Yo invito la primera ronda, poeta, y Víctor (el jefe celoso) todas las demás… Si tú ya no respondes a mí, yo sí respondo a ti, Amor, todos los días y todas las noches y cuando tú quieras, Amor Despiadado.

Ay, Argentina, no soy un ángel maldito ni un ángel de luz, sólo soy más solo sin ti. Y aquí estoy delirando a deshoras… enredándome en las palabras, tratando de dialogar con un fantasma innombrable, desbordado por la hermosa perra vida.

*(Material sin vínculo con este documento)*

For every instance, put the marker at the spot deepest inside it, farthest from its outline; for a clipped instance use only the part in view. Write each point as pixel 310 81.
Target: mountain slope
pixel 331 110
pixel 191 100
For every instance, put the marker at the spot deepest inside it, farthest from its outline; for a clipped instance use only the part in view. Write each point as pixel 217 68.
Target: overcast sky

Sólo la realidad es real y brutal y efímera. Ay ay ay. Versos cortos para penas largas. Decimos lo que amamos, no lo que matamos. Ay ay ay. ¡Vengan más rondas de ardor y olvido! Porque…

–Amor es… apretarse a la cruz y clavarse a la cruz y morir y resucitar. Amor es resucitar. (Dulce María Loinaz, poeta cubana, 1902-1997).

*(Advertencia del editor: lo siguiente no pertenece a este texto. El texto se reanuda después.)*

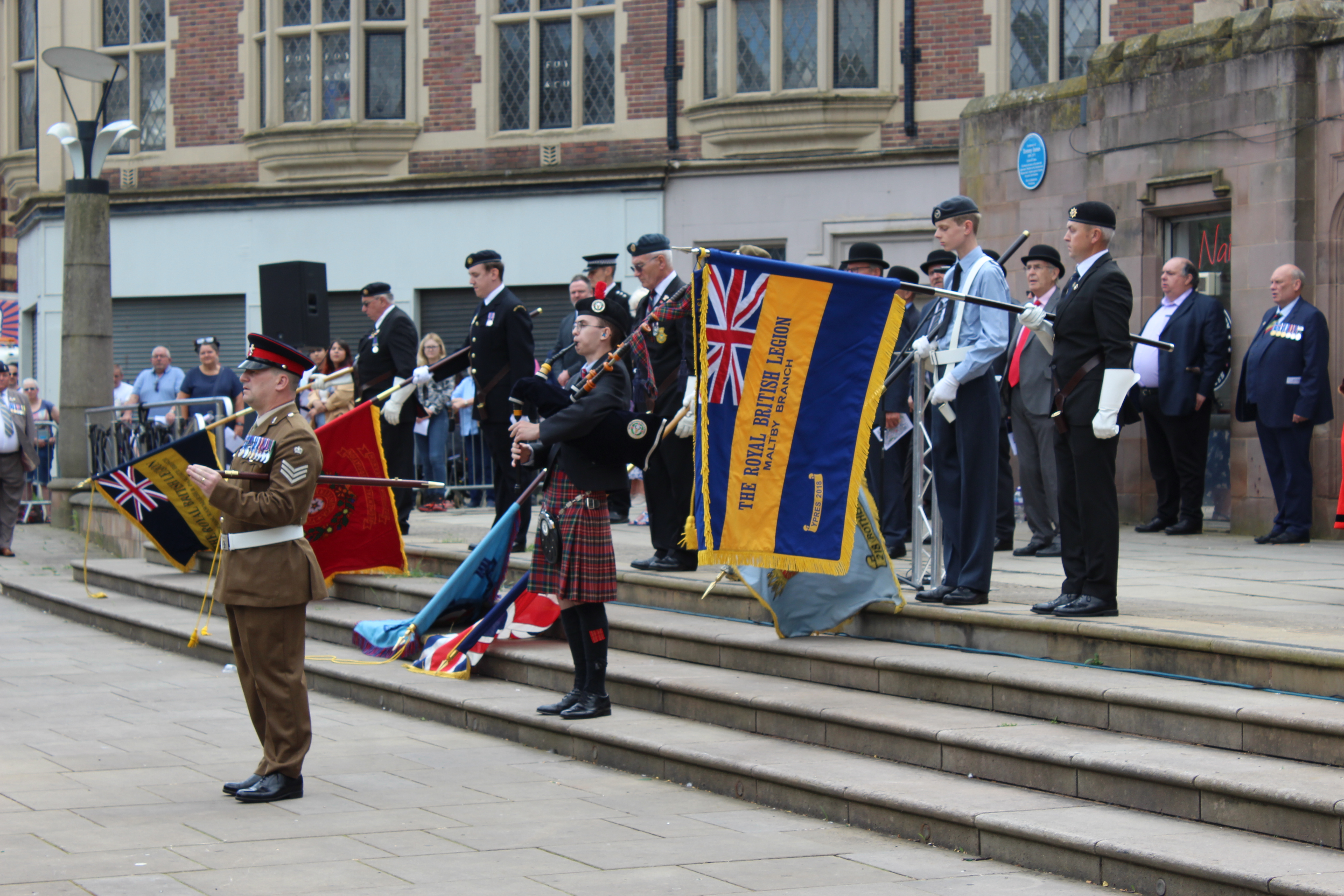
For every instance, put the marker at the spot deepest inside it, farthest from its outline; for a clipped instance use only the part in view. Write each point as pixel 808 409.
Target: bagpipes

En seguida, para los lectores de Diálogo Queretano, los versos ardientes de Lizeth Freyre, que dejan ver el surgimiento de una poeta chorreando luz en las aguas negras del maldito amor. Versos de aire para penas terrestres. Su voz quizá todavía no es enteramente suya pero lucha a verso partido por surgir propia entre su mar de influencias. Lizeth Freyre:

Versos al aire

Poemas cortos,

de cantinas y noches en vela

de Lizeth Freyre

1

La simpleza de la mirada

puede ser el arma más mortal,

unos ojos…

ningún parpadeo.

Pupilas desafiantes a la truncada aventura,

quijadas trabadas de palabras retumbantes

en un silencio profundo.

Quietud, pasos, ruido, quietud.

2

Compases de suspiros al verte sin ropajes

Sinfonías de aliento cuando tocas mi cuerpo

Serenidad tan plena es perderme en tu rostro

Rostro angelical que incita violencia

Destrozar las sábanas cuando clamas mi nombre

Intoxicación de tus labios

Envenenan mi tráquea

Mas no pido clemencia ante tal arrebato de vida.

¿Quién sos ángel maldito?

¿Quién sos ángel de luz?

En mi pecho conjuras palpitantes resonancias

De agua cristalina en un mar sin desenfreno.

3

Quédate con los recuerdos que quieras

porque hoy…

ya no te quedas conmigo.

Mis labios se cierran a tu boca,

mi cuerpo se despide de tu cuerpo.

Un relicario te obsequio,

el cariño se vuelve reliquia…

4

Y vos comprendés que la vida es un sueño

Y en las sábanas se queda

El recuerdo del amor.

5

Recordar los vientos pasados,

como seda rozaban la piel

fijando con violetas el aroma del vaivén,

insípida tregua de huracanes

como pieza de papel.

Rasguños filosos al tiempo

que suplica detener.

6

Que las rondas empiecen su proceso

que esta noche ya no pienso responder de ti,

que se callen los gritos de mi mente

que se pierdan las horas del amor.

Hoy comienzan las plagas de amazonas

esta noche que venga el whisky y el Martini,

que el vino cure las heridas

que la fiebre tiña los recuerdos

que esta noche ya no pienso responder de ti.

7

Porque es más fuerte la agonía

que la sangre derramada,

pido una tregua al pecho

que no llega con el tiempo.

Ojalá las agujas se lleven tu rostro.

Gotas rojas que llenan los tubos,

gota a gota extraigan tu recuerdo.

Lizeth Freyre

Ah, esto es lo mejor: la mujer poeta va encontrando su voz profunda, a verso partido, entre su mar de influencias y su dolor… “Canta herida / ciérrate boca” (Paz). (Qro. Qro. 6-III-2010. En el cumpleaños de GGM, EMZ, Luis González de Alba y Miguel Ángel).